The pope;no news…

It might have been a folk tale but when I resided in that great city of Manchester, it was said that on a slow news day, the newspaper sellers would put the headline ” The Pope;no news!” headline on their little boxes from where they dispensed their wares. This was in fact true, within the pages of their papers there was no news of the Pope.
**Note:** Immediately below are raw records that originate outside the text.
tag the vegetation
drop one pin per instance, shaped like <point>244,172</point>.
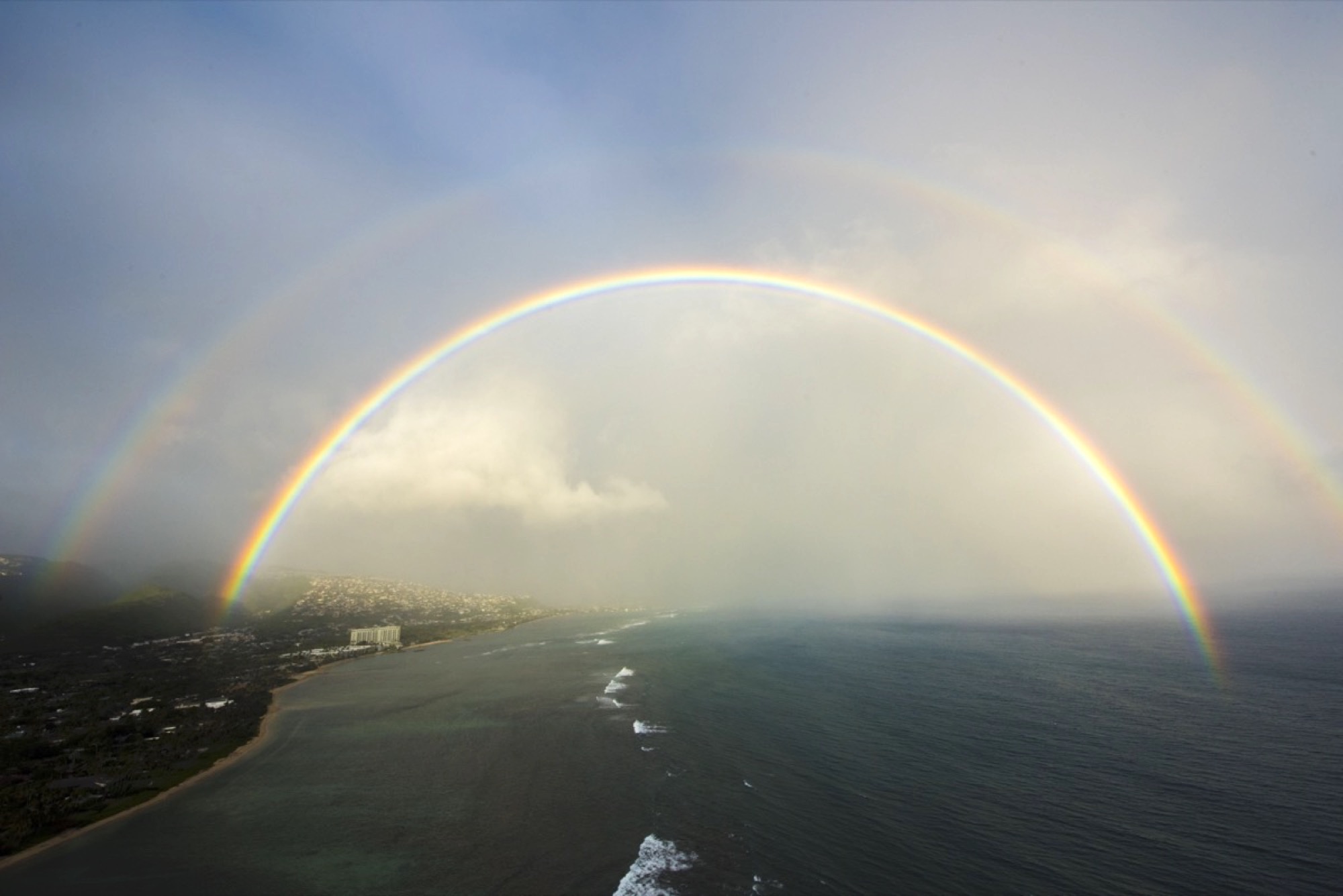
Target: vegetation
<point>112,705</point>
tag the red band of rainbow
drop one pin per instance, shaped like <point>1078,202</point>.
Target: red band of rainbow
<point>1150,536</point>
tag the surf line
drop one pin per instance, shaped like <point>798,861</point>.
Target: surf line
<point>1157,545</point>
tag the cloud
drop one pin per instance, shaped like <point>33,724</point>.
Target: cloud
<point>500,448</point>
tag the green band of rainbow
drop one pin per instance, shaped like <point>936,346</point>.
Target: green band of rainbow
<point>1157,545</point>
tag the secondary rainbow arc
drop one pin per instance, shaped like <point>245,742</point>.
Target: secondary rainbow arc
<point>1157,545</point>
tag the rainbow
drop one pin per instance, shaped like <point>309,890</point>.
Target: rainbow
<point>112,474</point>
<point>1156,544</point>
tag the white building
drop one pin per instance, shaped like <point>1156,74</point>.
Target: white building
<point>382,636</point>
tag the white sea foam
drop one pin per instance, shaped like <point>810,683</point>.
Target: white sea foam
<point>616,685</point>
<point>657,859</point>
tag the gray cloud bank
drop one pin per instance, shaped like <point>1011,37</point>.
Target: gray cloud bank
<point>279,204</point>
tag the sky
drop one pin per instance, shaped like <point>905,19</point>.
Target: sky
<point>224,226</point>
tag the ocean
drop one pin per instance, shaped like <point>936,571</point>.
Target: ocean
<point>700,753</point>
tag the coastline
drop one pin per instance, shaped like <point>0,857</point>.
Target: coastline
<point>225,762</point>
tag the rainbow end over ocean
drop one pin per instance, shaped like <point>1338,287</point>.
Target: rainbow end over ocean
<point>1142,524</point>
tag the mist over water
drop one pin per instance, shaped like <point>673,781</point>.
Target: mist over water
<point>754,756</point>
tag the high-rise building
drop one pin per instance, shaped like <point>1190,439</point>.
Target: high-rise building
<point>382,636</point>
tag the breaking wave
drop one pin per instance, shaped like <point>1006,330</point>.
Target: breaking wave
<point>657,859</point>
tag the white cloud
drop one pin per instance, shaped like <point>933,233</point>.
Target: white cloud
<point>503,448</point>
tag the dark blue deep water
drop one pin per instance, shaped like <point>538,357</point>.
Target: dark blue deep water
<point>777,757</point>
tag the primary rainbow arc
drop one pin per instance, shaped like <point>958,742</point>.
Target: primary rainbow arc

So it was all factually true a it shifted quite a few of the papers as there are many Roman Catholics in the City ( generally the Manchester United supporters ) and quite a few protestants ( Manchester City supporters ) who might look just to see if they had grounds to upset the United supporters.

The sellers themselves would wear a non-commital scarf and the “endless” gloves were an essential fashion accessory, especially in the cold weather.

This is another drawing from the Missing Persons book and what follows are Gordon’s words from the book and give a flavour of the type.
Wordman


 

Newspaper Seller

Any sightings should be reported to the Natural History Museum.

There are plenty of people who stand about selling papers but specimens of Newspaper Seller must, by definition, be recognisable in the dusk and rain by their cries alone. Saying ‘Big Issue? Have a nice day’ in a polite, self-effacing tone does not make one a Newspaper Seller, quite honestly.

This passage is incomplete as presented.